De plaatjes kloppen niet
Het artikel is al zeven jaar oud, maar het Mona Lisa voorbeeld wordt nog steeds gebruikt. Het wordt denk ik tijd om uit te leggen dat de plaatjes verkeerd zijn. Want waar zijn hier de ontwerpers??

De waterval
Creatieve processen lijken wel magisch. Hoe krijgt iemand de Mona Lisa in zijn hoofd? Wanneer ik naar het watervalplaatje kijk, wordt dat zo uitgebeeld:

image

Voila, bam, daar is ze al, bedacht door een genie!
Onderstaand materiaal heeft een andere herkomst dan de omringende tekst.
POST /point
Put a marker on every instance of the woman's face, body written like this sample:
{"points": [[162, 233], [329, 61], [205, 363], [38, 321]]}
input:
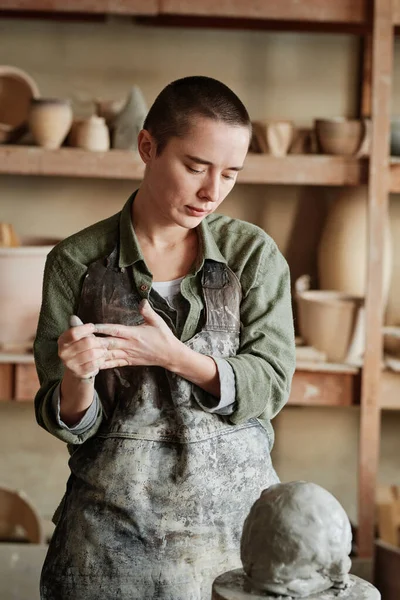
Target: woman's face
{"points": [[194, 174]]}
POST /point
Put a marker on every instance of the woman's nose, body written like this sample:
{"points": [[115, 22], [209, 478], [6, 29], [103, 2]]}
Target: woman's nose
{"points": [[210, 189]]}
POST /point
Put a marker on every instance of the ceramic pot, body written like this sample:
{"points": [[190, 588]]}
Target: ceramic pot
{"points": [[273, 136], [21, 274], [395, 137], [49, 121], [346, 137], [17, 89], [109, 109], [92, 134], [329, 321], [343, 251]]}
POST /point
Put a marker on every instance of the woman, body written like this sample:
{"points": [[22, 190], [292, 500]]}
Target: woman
{"points": [[166, 390]]}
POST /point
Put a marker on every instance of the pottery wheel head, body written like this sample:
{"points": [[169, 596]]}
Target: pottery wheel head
{"points": [[296, 540]]}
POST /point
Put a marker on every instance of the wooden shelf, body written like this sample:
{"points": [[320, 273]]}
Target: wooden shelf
{"points": [[320, 11], [118, 7], [325, 384], [123, 164]]}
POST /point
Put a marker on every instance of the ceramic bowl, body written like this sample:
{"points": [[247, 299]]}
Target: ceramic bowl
{"points": [[17, 89], [339, 135], [327, 321]]}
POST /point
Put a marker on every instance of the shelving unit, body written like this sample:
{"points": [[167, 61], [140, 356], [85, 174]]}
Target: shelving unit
{"points": [[375, 21]]}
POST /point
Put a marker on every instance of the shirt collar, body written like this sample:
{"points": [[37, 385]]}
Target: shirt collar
{"points": [[130, 252]]}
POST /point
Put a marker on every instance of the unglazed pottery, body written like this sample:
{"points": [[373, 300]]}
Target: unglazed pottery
{"points": [[17, 89], [50, 121], [328, 321], [273, 136], [129, 121], [92, 134], [346, 137], [343, 248], [109, 109], [21, 274]]}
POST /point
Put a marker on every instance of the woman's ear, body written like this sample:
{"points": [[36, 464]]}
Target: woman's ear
{"points": [[147, 146]]}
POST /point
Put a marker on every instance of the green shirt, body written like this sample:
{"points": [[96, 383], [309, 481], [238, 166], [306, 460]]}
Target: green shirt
{"points": [[264, 365]]}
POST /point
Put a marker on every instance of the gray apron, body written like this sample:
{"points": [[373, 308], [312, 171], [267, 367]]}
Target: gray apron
{"points": [[156, 500]]}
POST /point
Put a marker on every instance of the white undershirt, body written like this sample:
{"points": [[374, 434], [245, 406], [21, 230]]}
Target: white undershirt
{"points": [[168, 289]]}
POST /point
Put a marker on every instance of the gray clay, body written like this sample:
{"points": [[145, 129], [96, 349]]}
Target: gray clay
{"points": [[296, 541]]}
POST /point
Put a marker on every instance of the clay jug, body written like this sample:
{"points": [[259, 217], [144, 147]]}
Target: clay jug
{"points": [[49, 121], [92, 134], [343, 250], [21, 274]]}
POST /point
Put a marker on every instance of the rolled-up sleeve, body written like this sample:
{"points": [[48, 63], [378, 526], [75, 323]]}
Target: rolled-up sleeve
{"points": [[59, 301], [265, 362]]}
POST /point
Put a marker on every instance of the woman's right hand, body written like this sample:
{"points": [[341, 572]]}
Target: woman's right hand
{"points": [[81, 352]]}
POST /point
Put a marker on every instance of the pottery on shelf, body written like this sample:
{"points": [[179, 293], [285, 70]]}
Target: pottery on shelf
{"points": [[273, 136], [129, 121], [92, 134], [21, 274], [50, 121], [343, 247], [109, 109], [332, 322], [341, 136], [17, 89]]}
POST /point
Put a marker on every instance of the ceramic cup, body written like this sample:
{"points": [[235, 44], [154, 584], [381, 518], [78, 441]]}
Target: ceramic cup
{"points": [[345, 137]]}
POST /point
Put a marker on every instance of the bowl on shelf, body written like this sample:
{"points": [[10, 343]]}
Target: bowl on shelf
{"points": [[333, 323], [17, 89], [342, 136], [21, 275]]}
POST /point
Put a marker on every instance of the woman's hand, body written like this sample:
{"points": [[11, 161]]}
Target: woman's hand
{"points": [[149, 344], [81, 352]]}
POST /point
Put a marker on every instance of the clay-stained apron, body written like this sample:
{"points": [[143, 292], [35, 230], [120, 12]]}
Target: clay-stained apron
{"points": [[156, 501]]}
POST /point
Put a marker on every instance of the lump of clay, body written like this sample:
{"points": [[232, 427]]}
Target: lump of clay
{"points": [[296, 541]]}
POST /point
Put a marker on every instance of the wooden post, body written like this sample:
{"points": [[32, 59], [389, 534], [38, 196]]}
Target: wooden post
{"points": [[366, 82], [378, 190]]}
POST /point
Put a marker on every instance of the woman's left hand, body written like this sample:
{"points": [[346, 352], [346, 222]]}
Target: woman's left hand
{"points": [[151, 343]]}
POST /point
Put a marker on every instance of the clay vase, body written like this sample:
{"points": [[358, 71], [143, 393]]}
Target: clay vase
{"points": [[343, 251], [273, 136], [345, 137], [109, 109], [21, 274], [92, 134], [49, 121]]}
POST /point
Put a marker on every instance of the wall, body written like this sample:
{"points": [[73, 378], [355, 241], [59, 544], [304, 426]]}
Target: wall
{"points": [[288, 75]]}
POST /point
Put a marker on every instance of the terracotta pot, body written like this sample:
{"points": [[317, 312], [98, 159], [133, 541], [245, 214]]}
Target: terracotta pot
{"points": [[273, 136], [92, 134], [21, 274], [343, 251], [346, 137], [329, 321], [109, 109], [49, 121], [17, 89], [392, 317]]}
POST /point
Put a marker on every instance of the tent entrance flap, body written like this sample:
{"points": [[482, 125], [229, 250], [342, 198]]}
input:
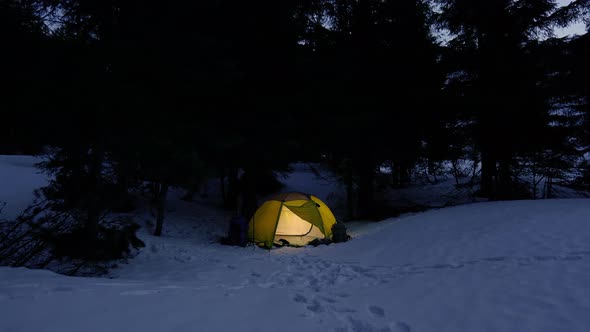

Vervolgens hoef je het alleen nog maar uit te voeren, simpel toch? 

Nee, het is niet zo simpel: er is werk aan om tot zo’n beeld te komen en het is wel erg krom dat dat werk in dit voorbeeld buiten het proces wordt geplaatst. Alle ontwerpgeheimen onthullen gaat hier te ver, maar een tipje van de sluier kan ik wel onthullen. Met ontwerp erbij ziet waterval er zo uit:

image

Agile
Hmm, lijkt dat ontwerpproces hierboven niet heel erg agile? Inderdaad, ik heb het agile voorbeeld ervoor geplakt. Maar dat voorbeeld ís helemaal niet agile, er wordt juist een waterval ontwerpproces uitgebeeld!

Waarom? Hierom:

  1. De functionaliteit en vorm van de eerste versie is volledig gelijk aan de laatste versie. Alles zit er meteen al in. 
  2. De eindvorm is ook al meteen in de eerste versie definitief, ze is alleen ‘mooier geworden’.   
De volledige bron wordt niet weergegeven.